If you have children, you also need to determine where they will live and when. You will probably need to make a parenting plan and calculate child support.
Changing your marital status is the easy part. Once everything else is finalized, the judge will declare you legally single in the divorce decree.
Organize Your Finances
Once you know how the process works, you can start preparing for it. While you can’t do everything in advance, you can streamline your split by getting your finances in order. Since asset division is often the most challenging part of your split, anything you can do to simplify the process will help you in the long run.

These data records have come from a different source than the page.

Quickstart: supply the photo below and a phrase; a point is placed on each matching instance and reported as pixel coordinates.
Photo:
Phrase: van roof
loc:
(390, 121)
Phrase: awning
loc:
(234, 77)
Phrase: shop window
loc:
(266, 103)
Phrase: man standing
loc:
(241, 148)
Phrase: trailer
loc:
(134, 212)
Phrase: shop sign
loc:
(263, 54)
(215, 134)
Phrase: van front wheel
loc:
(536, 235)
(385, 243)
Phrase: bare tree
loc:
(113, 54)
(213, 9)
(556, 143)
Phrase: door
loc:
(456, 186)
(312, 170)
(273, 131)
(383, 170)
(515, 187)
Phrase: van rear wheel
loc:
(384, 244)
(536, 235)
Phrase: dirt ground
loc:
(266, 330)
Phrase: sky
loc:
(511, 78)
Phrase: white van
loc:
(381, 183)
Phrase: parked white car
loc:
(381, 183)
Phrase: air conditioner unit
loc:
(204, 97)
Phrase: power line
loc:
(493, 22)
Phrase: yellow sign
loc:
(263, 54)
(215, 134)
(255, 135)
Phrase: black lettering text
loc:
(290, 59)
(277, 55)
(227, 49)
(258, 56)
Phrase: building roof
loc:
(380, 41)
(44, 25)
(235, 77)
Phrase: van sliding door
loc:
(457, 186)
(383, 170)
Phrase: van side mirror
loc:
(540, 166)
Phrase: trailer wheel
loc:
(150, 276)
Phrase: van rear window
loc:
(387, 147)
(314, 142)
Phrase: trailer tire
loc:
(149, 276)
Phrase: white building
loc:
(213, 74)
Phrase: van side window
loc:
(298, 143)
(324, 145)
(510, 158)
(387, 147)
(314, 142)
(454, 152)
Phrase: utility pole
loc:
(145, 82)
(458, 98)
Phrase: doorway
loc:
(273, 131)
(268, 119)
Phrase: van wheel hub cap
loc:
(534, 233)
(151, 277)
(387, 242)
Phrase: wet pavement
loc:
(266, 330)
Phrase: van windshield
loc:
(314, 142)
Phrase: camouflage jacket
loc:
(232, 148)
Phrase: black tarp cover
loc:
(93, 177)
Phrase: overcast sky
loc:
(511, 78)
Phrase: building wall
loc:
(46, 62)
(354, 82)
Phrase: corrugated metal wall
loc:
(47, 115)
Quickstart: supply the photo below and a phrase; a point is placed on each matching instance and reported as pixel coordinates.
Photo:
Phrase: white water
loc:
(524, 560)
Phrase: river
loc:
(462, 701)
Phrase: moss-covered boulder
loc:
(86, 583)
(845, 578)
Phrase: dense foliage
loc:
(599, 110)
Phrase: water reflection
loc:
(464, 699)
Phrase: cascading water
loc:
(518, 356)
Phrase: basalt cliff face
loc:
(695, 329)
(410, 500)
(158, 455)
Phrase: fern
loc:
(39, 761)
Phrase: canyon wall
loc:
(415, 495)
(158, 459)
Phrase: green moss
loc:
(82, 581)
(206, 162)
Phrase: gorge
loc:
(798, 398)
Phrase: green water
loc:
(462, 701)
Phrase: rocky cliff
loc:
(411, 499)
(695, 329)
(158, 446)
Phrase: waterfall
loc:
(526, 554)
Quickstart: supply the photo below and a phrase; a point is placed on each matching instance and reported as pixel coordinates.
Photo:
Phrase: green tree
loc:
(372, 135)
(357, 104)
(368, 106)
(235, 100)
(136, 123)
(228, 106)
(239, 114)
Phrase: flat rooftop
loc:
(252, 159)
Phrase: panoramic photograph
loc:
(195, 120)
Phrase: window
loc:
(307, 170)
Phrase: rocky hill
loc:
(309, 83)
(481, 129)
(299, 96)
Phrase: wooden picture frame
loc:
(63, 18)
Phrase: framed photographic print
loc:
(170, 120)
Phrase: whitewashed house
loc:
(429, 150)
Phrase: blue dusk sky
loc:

There are two ways to manage your finances before a split. First, if you don’t have a prenuptial agreement, you can get a postnuptial agreement instead. A postnuptial agreement accomplishes everything a prenup can, but you can write them after you’ve gotten married. You can use these contracts to outline how assets will be divided in your split, whether spousal support will be awarded, and more.
Second, you should make sure any large purchases or sales are finished before you file for divorce. Most states block you from taking major financial actions like buying or selling a home or business during a divorce. Wrap up these transactions now so you don’t have problems after filing.
Think About Your Future
Your divorce should make your life better in the long run. The best way to make sure that happens is by thinking about what you want from your future. Answer questions like:
- Where will you live after the split?
- How will you support yourself?
- What will your new budget look like?
- Are any assets you currently own crucial to your new life?
- What do you want the custody agreement to look like if you have children?
Be as specific and realistic as possible when answering these questions. The more clearly you can envision the outcome of your divorce, the better you can plan for it. It can also make the process less intimidating when you know what to expect at the other end.
Understand Your Options
There are several ways you can choose to end your marriage. The method you choose will depend on your circumstances and your spouse. Your options include:
- Mediation: If you and your spouse can still work together and just need a little help hashing out the details of your divorce, you can work with a mediator. This is a neutral third party who will work with you and your lawyers to help you find a satisfactory settlement.
- Arbitration: Arbitration works similarly to mediation, but the arbitrator has the power to make legally binding decisions for both of you. If you want to negotiate your split but want a neutral third party to have the final say over what’s fair, arbitration can be a good option.
- Public court: Going to court is the most common solution for contested divorces or splits where spouses can’t agree on what to do. In this case, your divorce is heard by a public judge during a hearing or trial. They make the final decisions about the details of your split. Public divorces can take a long time to resolve since they require you to schedule things based on the court’s availability.